📝 SummarXiv

Abstract

SARS-CoV-2, the causative agent of COVID-19, remains a global health concern due to its high transmissibility and evolving variants. Although vaccination efforts and therapeutic advancements have mitigated disease severity, emerging mutations continue to challenge diagnostics and containment strategies. As of mid-February 2025, global test positivity has risen to 11%, marking the highest level in over six months despite widespread immunization efforts. Newer variants demonstrate enhanced host cell binding, increasing both infectivity and diagnostic complexity. This study evaluates the effectiveness of deep transfer learning in delivering rapid, accurate, and mutation-resilient COVID-19 diagnosis from medical imaging, with a focus on scalability and accessibility. We developed an automated detection system using state-of-the-art CNNs, including VGG16, ResNet50, ConvNetXtTiny, MobileNet, NASNetMobile, and DenseNet121 among others, to detect COVID-19 from chest X-ray and CT images.

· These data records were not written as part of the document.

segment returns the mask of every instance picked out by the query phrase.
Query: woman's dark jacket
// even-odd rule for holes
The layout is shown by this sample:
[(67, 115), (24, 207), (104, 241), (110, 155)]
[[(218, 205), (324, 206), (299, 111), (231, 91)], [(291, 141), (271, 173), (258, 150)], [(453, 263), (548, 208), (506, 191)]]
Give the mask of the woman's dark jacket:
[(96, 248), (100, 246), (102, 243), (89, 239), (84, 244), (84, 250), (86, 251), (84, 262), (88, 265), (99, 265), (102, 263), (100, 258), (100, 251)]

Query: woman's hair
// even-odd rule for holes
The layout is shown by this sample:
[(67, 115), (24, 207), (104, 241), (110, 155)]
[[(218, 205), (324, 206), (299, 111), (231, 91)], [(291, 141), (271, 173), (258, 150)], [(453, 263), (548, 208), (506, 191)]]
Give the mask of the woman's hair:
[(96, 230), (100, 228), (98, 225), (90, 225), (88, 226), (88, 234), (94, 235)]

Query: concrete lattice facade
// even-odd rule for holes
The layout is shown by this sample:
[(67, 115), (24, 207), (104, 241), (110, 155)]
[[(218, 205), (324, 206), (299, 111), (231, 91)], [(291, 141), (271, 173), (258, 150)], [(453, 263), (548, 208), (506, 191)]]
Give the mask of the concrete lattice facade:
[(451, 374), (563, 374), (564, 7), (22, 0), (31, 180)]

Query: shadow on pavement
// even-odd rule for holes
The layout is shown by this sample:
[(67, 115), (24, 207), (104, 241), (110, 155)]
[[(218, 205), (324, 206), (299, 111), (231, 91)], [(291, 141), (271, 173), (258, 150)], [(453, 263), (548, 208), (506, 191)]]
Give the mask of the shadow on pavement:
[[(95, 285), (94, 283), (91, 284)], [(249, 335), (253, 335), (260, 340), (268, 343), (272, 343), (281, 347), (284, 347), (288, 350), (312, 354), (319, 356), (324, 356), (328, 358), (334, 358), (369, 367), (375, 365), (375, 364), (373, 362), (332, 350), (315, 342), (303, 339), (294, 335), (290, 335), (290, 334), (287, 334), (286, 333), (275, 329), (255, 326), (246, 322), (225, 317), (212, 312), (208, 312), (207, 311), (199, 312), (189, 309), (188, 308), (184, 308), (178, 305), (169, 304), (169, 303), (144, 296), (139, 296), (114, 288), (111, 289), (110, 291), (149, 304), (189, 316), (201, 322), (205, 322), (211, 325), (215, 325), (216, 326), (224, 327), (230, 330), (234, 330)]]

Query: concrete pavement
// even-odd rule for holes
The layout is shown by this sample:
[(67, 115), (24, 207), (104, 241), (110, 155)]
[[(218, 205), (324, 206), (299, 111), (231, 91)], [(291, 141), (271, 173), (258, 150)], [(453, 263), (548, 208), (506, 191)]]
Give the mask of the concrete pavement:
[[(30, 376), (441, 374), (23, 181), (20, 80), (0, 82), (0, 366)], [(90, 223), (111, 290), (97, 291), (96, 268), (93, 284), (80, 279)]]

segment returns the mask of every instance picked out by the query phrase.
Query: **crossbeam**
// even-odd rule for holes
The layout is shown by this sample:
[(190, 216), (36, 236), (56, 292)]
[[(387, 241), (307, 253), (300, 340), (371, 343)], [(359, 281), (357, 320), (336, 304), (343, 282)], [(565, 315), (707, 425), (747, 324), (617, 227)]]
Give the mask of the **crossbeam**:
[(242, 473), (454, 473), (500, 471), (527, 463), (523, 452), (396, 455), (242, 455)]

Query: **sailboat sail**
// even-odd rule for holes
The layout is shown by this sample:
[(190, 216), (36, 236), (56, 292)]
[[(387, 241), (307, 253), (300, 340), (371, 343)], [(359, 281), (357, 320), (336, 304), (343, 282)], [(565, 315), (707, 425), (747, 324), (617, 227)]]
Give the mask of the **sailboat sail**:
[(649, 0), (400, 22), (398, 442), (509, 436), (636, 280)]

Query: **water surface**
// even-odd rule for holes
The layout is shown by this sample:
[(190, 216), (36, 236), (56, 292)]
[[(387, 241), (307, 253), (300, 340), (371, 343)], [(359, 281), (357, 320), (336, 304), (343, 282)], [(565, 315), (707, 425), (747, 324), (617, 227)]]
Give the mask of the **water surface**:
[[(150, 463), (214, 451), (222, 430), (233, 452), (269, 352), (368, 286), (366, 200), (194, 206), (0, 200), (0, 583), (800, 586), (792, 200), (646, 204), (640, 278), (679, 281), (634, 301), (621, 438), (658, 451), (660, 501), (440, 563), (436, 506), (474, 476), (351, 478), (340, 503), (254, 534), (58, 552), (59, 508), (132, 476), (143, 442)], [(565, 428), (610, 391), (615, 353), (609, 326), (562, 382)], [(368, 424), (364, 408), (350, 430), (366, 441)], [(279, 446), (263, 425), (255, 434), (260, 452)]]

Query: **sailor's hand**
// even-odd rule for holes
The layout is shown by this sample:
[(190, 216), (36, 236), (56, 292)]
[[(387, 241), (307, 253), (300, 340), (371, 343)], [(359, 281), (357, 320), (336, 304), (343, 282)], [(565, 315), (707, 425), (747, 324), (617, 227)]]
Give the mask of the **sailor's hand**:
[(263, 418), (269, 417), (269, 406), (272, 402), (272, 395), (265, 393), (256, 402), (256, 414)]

Among all the models evaluated, DenseNet121 emerged as the best-performing architecture for COVID-19 diagnosis using CT and X-ray images. It achieved an impressive accuracy of 98%, with 96.9% precision, 98.9% recall, 97.9% F1-score and 99.8% AUC score, indicating a high degree of consistency and reliability in both detecting positive and negative cases. The confusion matrix showed minimal false positives and false negatives, underscoring the model's robustness in real-world diagnostic scenarios.